Sunday 20 March 2011

Made in Dagenham

Entertaining Social History, 17 October 2010

Author: gary-444 from United Kingdom


A light, but solid account of the women's strike at Ford's Dagenham to secure equal pay for women. Director Nigel Cole's last big success was "Calendar Girls" and his eye for place and dialogue is much in evidence once again.. A very good cast performs a good script well, in a confident running time of one hour and three quarters.

Sally Hawkins shines as strike leader by default, Rita, ably supported by Bob Hoskins as shop steward, a part he plays with relish and aplomb. Yet unlike "Calendar Girls" ,this story has an epic sweep about it which the screenplay struggles with. Although set on the outskirts of London, in 1968, very little period music is used, depriving proceedings of nostalgia and mood music, even the fashions are slightly out of sync with the year. Equally, the all female workshop's predilection for stripping to their underwear in the un air –conditioned heat eschews the obvious option of plenty of shots of pretty girls in nice bras, for matronly women in passion killing foundation wear. These easy "hits" are missed, for better or for worse. Yet there are the "London Trademark" shots of Big Ben, the Houses of Parliament and Double Decker red buses – but without a Beatles and Kinks soundtrack.

A protracted strike does not make for entertaining viewing so wisely Cole focuses on the domestic melodrama's of the striking women. It is when it reaches beyond that the story suffers. Ford, and their Chairman, are shown in vignette in a fairly unfavourable light, such that a notice appears at the film's end to say what a model company they now are. The all male Union bosses fare little better and are largely shown as self centred misogynists. In the same way that the story tells how many of the male workers were not behind the strike, equally male viewers may feel that the male view point is shown in shorthand.
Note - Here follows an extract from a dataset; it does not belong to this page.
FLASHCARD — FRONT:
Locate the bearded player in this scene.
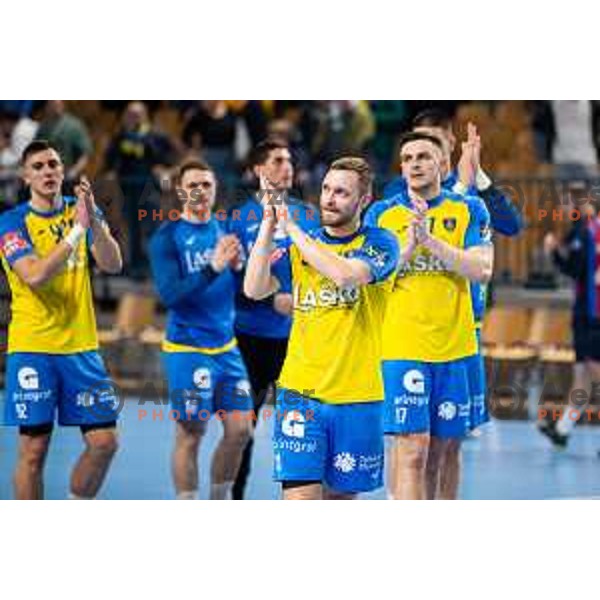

A very contrived relationship between Rita, and the wife of a local Ford Manager, played by the impossibly gorgeous Rosamund Pike grates a little, whilst Miranda Richardson makes the best of a ridiculously underwritten role as Barbera Castle. The comic bumbling duo of her under secretaries should have been left on the cutting room floor. John Sessions turn as Harold Wilson is hopelessly misconceived.

Yet for all the flaws when the film over stretches itself, it is at home, "at home". Dagenham domestic life, and tragedy, is fondly evoked with Geraldine James as Connie, particularly good, and the feel of the era is authentically re –created. This isn't a comedy, nor is it a social history, but as light drama it entertains and satisfies.